Я же попал почти в безвыходное положение. Можно было позаимствовать чужие «марки», как их называли отрядники. Но подобное мошенничество претило мне, я не мог пойти на него. Не мог! Не потому что весь чистенький, а другой. Проще всего, чтобы не затевать скандал, можно было пойти на мировую с прачкой. Я и на это, оказалось не способен. Уверен, «случки» не получилось бы физически. Такой своенравный мой, дурной характер. А окажись несостоятельным в таком обыденном деле — ни от кого не скроешь. Тому же Ивану обо всем насплетничает.
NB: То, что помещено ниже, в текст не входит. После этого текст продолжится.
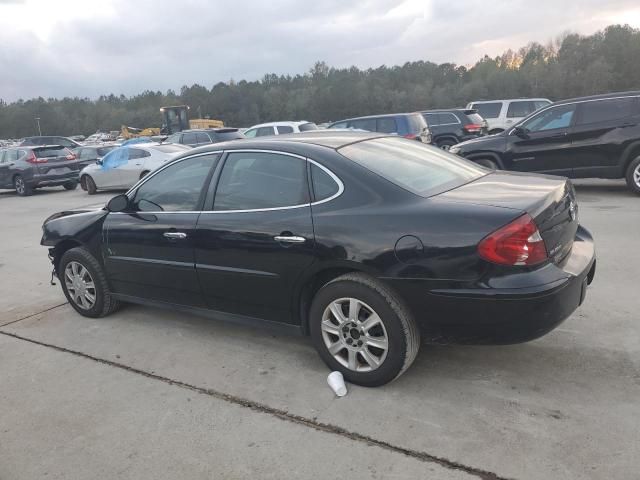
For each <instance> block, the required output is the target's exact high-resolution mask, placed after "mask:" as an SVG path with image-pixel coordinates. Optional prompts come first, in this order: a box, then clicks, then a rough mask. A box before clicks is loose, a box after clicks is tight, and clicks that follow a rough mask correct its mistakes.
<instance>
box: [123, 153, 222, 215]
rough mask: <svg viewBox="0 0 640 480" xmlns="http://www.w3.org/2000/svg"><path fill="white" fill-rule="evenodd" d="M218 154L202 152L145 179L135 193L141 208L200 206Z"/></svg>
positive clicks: (136, 201) (174, 211)
mask: <svg viewBox="0 0 640 480" xmlns="http://www.w3.org/2000/svg"><path fill="white" fill-rule="evenodd" d="M217 159H218V155H201V156H198V157H193V158H188V159H186V160H182V161H179V162H177V163H173V164H171V165H169V166H168V167H167V168H165V169H164V170H162V171H161V172H158V173H157V174H156V175H154V176H152V177H151V178H149V180H147V181H146V182H145V183H143V184H142V185H141V186H140V188H138V190H137V191H136V193H135V196H134V204H135V206H136V208H137V209H138V210H139V211H147V212H163V211H164V212H182V211H193V210H197V209H198V207H199V203H200V195H201V193H202V188H203V187H204V183H205V181H206V179H207V177H208V175H209V171H210V170H211V168H212V167H213V166H214V165H215V162H216V161H217Z"/></svg>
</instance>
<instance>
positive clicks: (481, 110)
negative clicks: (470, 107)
mask: <svg viewBox="0 0 640 480" xmlns="http://www.w3.org/2000/svg"><path fill="white" fill-rule="evenodd" d="M471 108H475V109H476V110H478V113H479V114H480V115H481V116H482V118H498V117H499V116H500V110H502V103H500V102H495V103H474V104H473V105H471Z"/></svg>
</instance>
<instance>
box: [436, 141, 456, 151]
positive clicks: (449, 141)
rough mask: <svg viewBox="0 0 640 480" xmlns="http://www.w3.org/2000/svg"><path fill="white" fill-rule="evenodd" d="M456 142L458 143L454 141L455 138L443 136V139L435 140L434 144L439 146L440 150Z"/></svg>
mask: <svg viewBox="0 0 640 480" xmlns="http://www.w3.org/2000/svg"><path fill="white" fill-rule="evenodd" d="M456 143H458V142H456V141H455V140H452V139H450V138H445V139H443V140H439V141H437V142H436V145H437V146H438V148H441V149H442V150H449V149H450V148H451V147H453V146H454V145H455V144H456Z"/></svg>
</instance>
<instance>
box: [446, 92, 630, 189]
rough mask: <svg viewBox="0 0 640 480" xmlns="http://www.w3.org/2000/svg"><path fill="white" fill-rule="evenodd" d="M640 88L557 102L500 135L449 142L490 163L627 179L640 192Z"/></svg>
mask: <svg viewBox="0 0 640 480" xmlns="http://www.w3.org/2000/svg"><path fill="white" fill-rule="evenodd" d="M639 97H640V92H624V93H610V94H606V95H595V96H591V97H582V98H574V99H570V100H563V101H561V102H556V103H553V104H551V105H549V106H548V107H544V108H542V109H541V110H538V111H536V112H534V113H532V114H531V115H529V116H528V117H527V118H525V119H523V120H521V121H520V122H518V123H517V124H516V125H514V126H513V127H511V128H509V129H508V130H505V131H504V132H502V133H499V134H497V135H490V136H487V137H482V138H478V139H475V140H469V141H467V142H463V143H460V144H458V145H455V146H453V147H451V149H450V151H451V152H452V153H457V154H458V155H462V156H464V157H466V158H468V159H469V160H473V161H475V162H477V163H479V164H481V165H484V166H486V167H489V168H499V169H504V170H514V171H521V172H538V173H548V174H552V175H563V176H566V177H570V178H626V180H627V185H628V186H629V188H630V189H631V190H632V191H634V192H635V193H638V194H640V100H639Z"/></svg>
И он — кирюхам в отряде. И станешь всеобщим посмешищем: бабе не смог в дырку попасть! Позор! Порчак![450]
Мне такая репутация в отряде не светила.
Зная, что мама очень переживает об отношении ко мне в отряде (она его называла бригадой), бессердечным выглядел бы мой поступок, если б привёз грязное бельё на стирку домой. Мама-то взялась бы за эту работу, а вот как это оценит отец? Да как бы ни оценил он, я не позволю никогда опять запрячь маму в эту лямку.
Посомневавшись, решил посоветоваться с Колей Шило. Хотя он ко мне как-то настороженно стал относиться, ведь ему больше всех за побег Гундосика досталось — на полгода лишили отпускных в город. Понятно, почему он осерчал, — я «хлял» за «кореша» Гундосика. И поступок одного отражался на другом — так испокон заведено. И всё-таки, улучив момент, я откровенно поговорил с Колей. Умолчав, правда, об истинной причине нашей размолвки со Стюрой. Сказал, что невзлюбила меня, и всё. И что я не хочу никакой «разборки». Шило, парень сообразительный, зла на меня не имел и пообещал потолковать с Валей Бубновым, моим одногодкой, вроде бы.